Since my last update, I’ve added another five parks to this site. But before I introduce those pages as I traditionally do in these updates, I wanted to instead share with you a couple non-map pages I’ve created. The first is Operation: Thank A Ranger.
OK, maybe that’s a silly name. Whatever. I created this new page after receiving an email last week from a site visitor that included the following:
My fellow co-workers and I are concerned about the future of our national parks — specifically regarding their funding and land protection. We are finding ways/places to donate both our time and money to help preserve and support — do you have any favorites or suggestions?
I pondered on this for a while, trying to avoid responding with the traditional “volunteer for x, support organization y.” Eventually I came up with what I thought was a nice idea, replied to the email, and went on about my life.
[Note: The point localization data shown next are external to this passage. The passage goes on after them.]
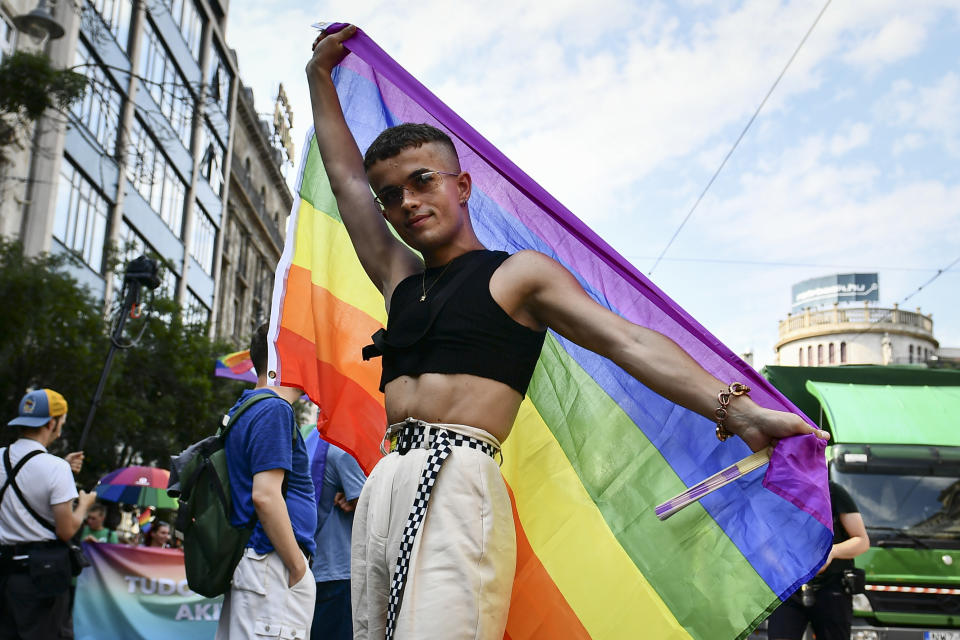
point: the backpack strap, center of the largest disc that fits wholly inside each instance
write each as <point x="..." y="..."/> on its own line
<point x="12" y="482"/>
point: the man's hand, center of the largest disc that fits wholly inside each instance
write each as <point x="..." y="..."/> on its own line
<point x="75" y="460"/>
<point x="85" y="501"/>
<point x="328" y="51"/>
<point x="297" y="573"/>
<point x="345" y="505"/>
<point x="761" y="427"/>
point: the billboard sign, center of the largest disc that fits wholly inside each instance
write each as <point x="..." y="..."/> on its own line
<point x="841" y="287"/>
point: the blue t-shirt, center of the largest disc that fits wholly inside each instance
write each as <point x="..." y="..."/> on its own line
<point x="341" y="473"/>
<point x="260" y="440"/>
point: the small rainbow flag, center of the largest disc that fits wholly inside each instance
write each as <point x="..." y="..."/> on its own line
<point x="236" y="365"/>
<point x="145" y="519"/>
<point x="593" y="451"/>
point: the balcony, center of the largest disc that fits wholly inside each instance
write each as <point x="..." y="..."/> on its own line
<point x="845" y="319"/>
<point x="253" y="196"/>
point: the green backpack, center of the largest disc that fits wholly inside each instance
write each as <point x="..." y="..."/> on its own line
<point x="212" y="547"/>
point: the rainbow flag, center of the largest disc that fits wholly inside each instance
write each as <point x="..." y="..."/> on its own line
<point x="593" y="451"/>
<point x="236" y="365"/>
<point x="145" y="519"/>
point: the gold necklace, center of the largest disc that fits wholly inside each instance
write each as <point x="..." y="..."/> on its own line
<point x="423" y="281"/>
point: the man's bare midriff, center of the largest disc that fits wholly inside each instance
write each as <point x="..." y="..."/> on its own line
<point x="454" y="399"/>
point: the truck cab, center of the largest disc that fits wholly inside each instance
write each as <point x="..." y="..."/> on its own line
<point x="895" y="448"/>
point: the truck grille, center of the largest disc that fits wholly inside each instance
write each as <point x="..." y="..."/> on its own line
<point x="914" y="599"/>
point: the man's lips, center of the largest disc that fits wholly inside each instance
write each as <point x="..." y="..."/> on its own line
<point x="416" y="220"/>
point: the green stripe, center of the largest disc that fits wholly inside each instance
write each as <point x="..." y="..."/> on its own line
<point x="315" y="187"/>
<point x="697" y="570"/>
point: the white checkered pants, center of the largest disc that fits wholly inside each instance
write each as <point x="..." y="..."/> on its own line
<point x="411" y="436"/>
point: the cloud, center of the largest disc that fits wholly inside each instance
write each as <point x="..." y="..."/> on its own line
<point x="897" y="39"/>
<point x="857" y="136"/>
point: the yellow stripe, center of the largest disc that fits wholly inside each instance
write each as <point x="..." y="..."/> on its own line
<point x="572" y="540"/>
<point x="324" y="249"/>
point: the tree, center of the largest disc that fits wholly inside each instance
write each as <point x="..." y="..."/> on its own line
<point x="160" y="395"/>
<point x="29" y="85"/>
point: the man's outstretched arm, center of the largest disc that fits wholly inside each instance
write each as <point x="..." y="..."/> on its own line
<point x="385" y="259"/>
<point x="549" y="295"/>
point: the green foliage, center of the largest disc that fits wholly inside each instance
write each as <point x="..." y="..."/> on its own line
<point x="160" y="395"/>
<point x="30" y="84"/>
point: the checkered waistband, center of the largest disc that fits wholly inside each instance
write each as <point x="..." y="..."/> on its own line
<point x="416" y="434"/>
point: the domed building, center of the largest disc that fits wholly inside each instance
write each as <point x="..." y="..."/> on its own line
<point x="834" y="322"/>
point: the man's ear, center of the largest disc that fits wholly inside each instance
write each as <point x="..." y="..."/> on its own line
<point x="464" y="187"/>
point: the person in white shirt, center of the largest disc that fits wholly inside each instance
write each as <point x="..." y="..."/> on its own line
<point x="37" y="518"/>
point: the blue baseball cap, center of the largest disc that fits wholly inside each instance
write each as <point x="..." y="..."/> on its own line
<point x="38" y="407"/>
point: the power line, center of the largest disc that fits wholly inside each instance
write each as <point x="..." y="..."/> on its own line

But I soon realized my idea would work much better if a critical mass was reached. I wanted to share my idea with others, so I got to work, spent hours organizing and compiling links, and put together my new Thank A Ranger page. Check it out! I won’t repeat that whole page here, but the gist is that I’d love it if we could show our support to park employees by writing them letters of support and appreciation — helpful reminders for those dealing with record crowds and questions about the future of their agency.
On the Thank a Ranger page you’ll find links to the contact information of every national park, sorted by state. In case you’d rather see a full list of parks alphabetically, I also created the Contact A Park page. This page should be super-helpful for those of you want to have official brochures and maps sent to your home, as parks will generally send those upon request. Keep these two pages handy and you’ll be able to get your trips planned faster.
OK, enough blabbing — what new pages have I created?
Flight 93 Maps. Did you even know Flight 93 National Memorial existed? As you can imagine, it’s one of our newer national park units, and the only one related to the tragic events of September 11, 2001.
Natural Bridges Maps. If you’re looking for dark night skies, Natural Bridges National Monument may be your best bet as the first International Dark Sky Park.
San Antonio Missions Maps. I’ve finally got so many large natural park pages uploaded that I get to spend time working on historical parks! Stay tuned for a much larger percentage of them from here on out.
C&O Canal Maps. Like this one. Although many visitors go to the C&O Canal for running, biking, and outdoor activities, the park actually protects the historic canal and towpath, so important in the 1800s.
Rock Creek Park Maps. And I always have a soft spot in my heart for urban parks such as Rock Creek. Not everyone can afford to travel to large western parks; here, the rangers can come to them.